Chapter 32

I woke up to pale winter light filtering through my curtains and the ache of exhaustion in my bones, but for the first time in a long time, I didn’t wake up heavy.

The night at Adam’s had blurred into laughter and clinking glasses and the warmth of new friends and family crowded into one room. But somewhere between midnight and morning, the quiet crept in, the nerves, the second-guessing.

I almost texted Brody to cancel, which felt like the theme of my life lately.

Then a knock sounded at the door.

When I opened it, he was standing there, bundled in a dark jacket, with a dark beanie on his head and his hair curling around the edges. He had a perfectly scruffy beard, and his hazel eyes had a twinkle of mischief in them.

“Morning,” he said, his breath curling in little clouds. “You ready?”

I hesitated, leaning against the doorframe. “Depends. Ready for what exactly?”

His grin was soft, easy. “You’ll see. Dress warm. Trust me.”

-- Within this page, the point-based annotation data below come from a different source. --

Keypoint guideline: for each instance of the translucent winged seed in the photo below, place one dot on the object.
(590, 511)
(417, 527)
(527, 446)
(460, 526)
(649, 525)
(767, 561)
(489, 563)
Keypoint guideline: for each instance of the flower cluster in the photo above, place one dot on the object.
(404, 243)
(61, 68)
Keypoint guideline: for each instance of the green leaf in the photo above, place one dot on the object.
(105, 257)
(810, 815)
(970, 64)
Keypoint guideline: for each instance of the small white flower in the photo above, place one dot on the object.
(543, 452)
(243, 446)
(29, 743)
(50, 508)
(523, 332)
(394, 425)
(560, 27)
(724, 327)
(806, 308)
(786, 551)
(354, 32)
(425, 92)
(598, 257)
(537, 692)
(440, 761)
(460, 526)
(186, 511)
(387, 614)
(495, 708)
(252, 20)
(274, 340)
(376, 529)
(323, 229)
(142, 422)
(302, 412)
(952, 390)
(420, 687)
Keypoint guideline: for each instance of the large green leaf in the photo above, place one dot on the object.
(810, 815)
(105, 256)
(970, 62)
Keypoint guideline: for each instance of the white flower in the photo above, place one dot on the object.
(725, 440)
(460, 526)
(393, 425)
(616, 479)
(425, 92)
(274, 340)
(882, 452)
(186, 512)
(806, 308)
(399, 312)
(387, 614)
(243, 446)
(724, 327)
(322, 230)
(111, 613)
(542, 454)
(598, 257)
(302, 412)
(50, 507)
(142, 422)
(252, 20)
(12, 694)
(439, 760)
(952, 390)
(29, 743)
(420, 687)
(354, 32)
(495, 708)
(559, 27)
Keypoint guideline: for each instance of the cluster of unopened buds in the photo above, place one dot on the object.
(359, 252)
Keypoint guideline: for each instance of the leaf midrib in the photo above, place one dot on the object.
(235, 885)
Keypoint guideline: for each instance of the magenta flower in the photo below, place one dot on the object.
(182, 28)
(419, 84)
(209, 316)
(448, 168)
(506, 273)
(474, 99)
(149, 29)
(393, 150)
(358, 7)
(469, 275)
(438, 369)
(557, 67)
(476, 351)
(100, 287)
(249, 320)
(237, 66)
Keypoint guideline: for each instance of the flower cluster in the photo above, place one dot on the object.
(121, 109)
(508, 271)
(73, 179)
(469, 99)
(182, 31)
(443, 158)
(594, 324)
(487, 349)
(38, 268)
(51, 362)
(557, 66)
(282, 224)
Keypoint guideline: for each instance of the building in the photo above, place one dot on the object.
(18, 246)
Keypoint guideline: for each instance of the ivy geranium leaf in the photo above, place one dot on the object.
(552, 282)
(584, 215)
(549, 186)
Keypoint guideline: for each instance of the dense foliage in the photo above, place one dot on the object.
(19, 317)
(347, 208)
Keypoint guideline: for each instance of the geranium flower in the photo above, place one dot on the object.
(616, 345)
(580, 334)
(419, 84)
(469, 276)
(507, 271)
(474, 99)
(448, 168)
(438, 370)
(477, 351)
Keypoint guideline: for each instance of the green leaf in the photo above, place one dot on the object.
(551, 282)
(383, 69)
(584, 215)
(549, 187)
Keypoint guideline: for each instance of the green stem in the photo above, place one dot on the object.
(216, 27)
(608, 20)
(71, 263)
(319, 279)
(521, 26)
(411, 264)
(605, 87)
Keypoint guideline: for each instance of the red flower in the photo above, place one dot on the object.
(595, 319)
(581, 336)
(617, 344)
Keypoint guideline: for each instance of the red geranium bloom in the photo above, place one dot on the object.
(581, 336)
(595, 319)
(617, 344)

The pond was half-hidden at the edge of the woods, a glassy stretch of frozen water rimmed by trees dressed in frost. The air bit at my cheeks, and the silence out here felt like a different world, no whispers, no stares, no noise except for the crunch of our boots on packed snow.

“You found this?” I asked, balancing on the edge of the bank as Brody set down a worn canvas bag with skates inside.

“We skated here as kids,” he said, sitting in the snow while navigating, taking off his boots and lacing his skates with practiced ease. “Adam broke his wrist right there.” He nodded to a crooked birch by the far edge, his voice warm with old mischief.

I smiled faintly. “Good pep talk.”

He stood and motioned for me to sit where he had just been. I huffed dramatically and flopped down. Brody chuckled and pulled out a pair of skates that were somehow the perfect size.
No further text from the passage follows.